Des disparités régionales

Pour une chambre seule en établissement d’hébergement pour personnes âgées dépendantes (Ehpad), le coût mensuel médian lié aux pertes d’autonomie les plus lourdes (Gir 1 et Gir 2) varie, selon les territoires, d’un peu plus de 2.000 euros à près de 3.800 euros. Par exemple, le tarif mensuel est de 2.050 euros dans la Meuse, contre 3.500 euros à Paris ou encore 3.800 euros dans les Hauts-de-Seine, en Guadeloupe et en Guyane.

Les restes à charge s’élèvent à 2.000 euros en moyenne, une fois prises en compte l’Apa ou l’aide sociale à l’hébergement (ASH). Ils dépassent 3.100 euros à Paris et dans les Hauts-de-Seine. En comparaison, le salaire médian des retraités était de 1.770 euros par mois en 2015, rappelle l’Observatoire.

En cas de maintien à domicile, les restes à charge peuvent aussi grimper, en particulier lorsque l’état de santé de la personne dépendante nécessite une présence constante. En effet, bénéficier d’une aide à temps plein coûte 4.750 euros par mois.

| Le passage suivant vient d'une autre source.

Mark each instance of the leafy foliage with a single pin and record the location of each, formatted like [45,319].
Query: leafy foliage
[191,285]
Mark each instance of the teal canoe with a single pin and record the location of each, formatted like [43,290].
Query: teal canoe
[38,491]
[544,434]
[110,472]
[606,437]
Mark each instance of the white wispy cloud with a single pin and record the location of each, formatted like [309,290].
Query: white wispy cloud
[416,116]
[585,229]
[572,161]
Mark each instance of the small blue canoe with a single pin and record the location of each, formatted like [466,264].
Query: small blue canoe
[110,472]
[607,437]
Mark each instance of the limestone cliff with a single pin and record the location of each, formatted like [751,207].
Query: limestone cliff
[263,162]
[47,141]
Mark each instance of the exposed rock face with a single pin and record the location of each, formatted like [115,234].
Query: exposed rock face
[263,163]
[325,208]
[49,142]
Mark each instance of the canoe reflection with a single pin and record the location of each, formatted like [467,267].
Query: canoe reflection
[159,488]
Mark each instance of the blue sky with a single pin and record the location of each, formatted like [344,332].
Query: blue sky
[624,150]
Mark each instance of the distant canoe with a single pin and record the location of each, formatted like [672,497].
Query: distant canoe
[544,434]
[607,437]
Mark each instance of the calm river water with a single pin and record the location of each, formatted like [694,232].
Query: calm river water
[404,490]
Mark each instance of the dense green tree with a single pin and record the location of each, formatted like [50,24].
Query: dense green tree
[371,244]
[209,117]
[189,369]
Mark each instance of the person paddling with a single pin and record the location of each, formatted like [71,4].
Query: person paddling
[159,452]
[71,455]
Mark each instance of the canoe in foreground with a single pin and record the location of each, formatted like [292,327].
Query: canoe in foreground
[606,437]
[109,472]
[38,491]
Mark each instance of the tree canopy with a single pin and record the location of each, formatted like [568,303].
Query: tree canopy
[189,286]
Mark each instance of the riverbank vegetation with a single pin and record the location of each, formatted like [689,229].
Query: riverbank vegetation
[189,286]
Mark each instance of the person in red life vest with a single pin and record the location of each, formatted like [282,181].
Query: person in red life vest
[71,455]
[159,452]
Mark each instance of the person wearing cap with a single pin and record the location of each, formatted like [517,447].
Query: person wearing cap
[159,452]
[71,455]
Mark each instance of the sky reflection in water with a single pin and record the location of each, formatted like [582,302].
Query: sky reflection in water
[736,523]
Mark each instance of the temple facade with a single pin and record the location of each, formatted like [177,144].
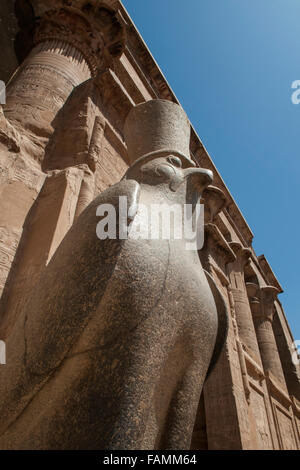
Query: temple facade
[74,69]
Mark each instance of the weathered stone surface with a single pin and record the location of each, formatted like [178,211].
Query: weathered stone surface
[83,67]
[127,335]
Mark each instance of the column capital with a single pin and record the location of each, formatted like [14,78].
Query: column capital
[91,27]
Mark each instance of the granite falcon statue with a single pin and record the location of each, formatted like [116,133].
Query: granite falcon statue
[112,348]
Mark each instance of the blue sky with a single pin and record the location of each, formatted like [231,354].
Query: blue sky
[231,64]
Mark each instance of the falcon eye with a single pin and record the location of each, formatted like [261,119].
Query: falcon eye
[175,161]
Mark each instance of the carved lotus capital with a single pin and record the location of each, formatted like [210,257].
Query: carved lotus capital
[94,28]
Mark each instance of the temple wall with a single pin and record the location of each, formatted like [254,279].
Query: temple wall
[61,144]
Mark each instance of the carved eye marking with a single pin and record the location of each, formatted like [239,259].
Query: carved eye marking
[175,161]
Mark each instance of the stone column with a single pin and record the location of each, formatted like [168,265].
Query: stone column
[242,309]
[71,42]
[225,406]
[262,307]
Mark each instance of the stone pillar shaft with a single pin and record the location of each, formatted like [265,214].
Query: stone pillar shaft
[42,85]
[262,307]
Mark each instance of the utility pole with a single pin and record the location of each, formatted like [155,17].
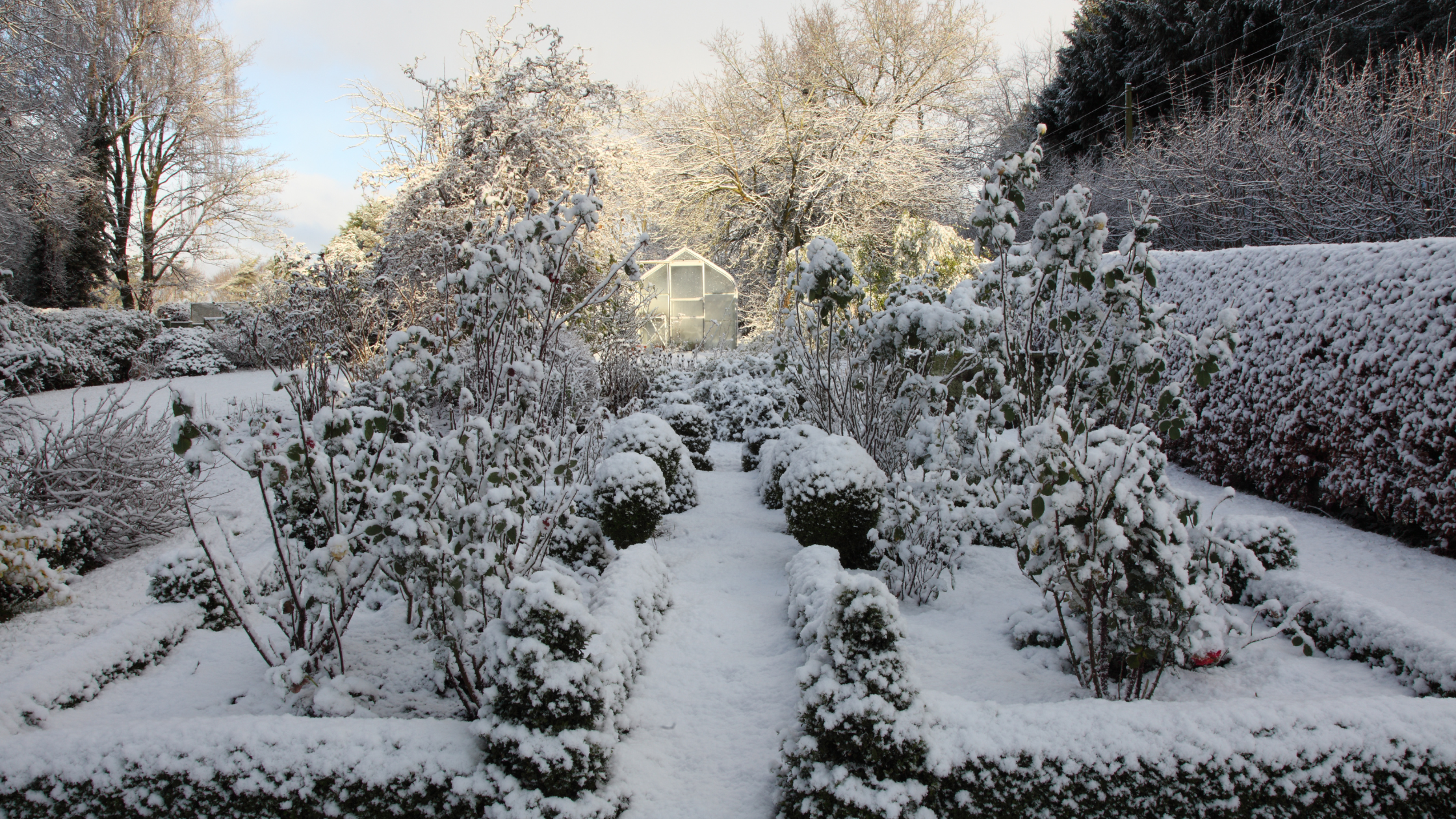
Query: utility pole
[1129,118]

En fonction de son revenu, la personne en situation de perte d’autonomie doit s’acquitter d’un reste à charge allant de 2.500 euros à plus de 4.000 euros. Si elle bénéficie de Apa, pour un montant maximal de 1.700 euros, et d’un crédit d’impôt de 6.000 euros au maximum par an, elle avance néanmoins les frais.

L'implication des aidants

Enfin, la prise en charge de la dépendance se traduit également par l’implication des aidants. Sur plus de 8 millions d’aidants estimés en France, « 4,3 millions de personnes aident une personne âgée de plus de 60 ans vivant à domicile, que ce soit en lui apportant une aide dans la vie quotidienne, une aide financière ou un soutien moral », détaille l’observatoire. La moitié d’entre eux se consacre à cette tâche « tous les jours ». Près d’un quart des aidants ressent « une charge moyenne ou lourde », pouvant aller jusqu’à l’arrêt complet d’une activité professionnelle.

Face à ces situations difficiles, leurs attentes sont multiples, tout comme celle des aidés, prévient l’Observatoire. Pour 81% d’entre eux, la priorité consiste à bénéficier de dispositifs d’accompagnement favorisant le maintien à domicile des personnes dépendantes. Autres attentes : le développement de structures d’accueil temporaire ou de jour, de maisons de retraites médicalisées ou de logements intermédiaires.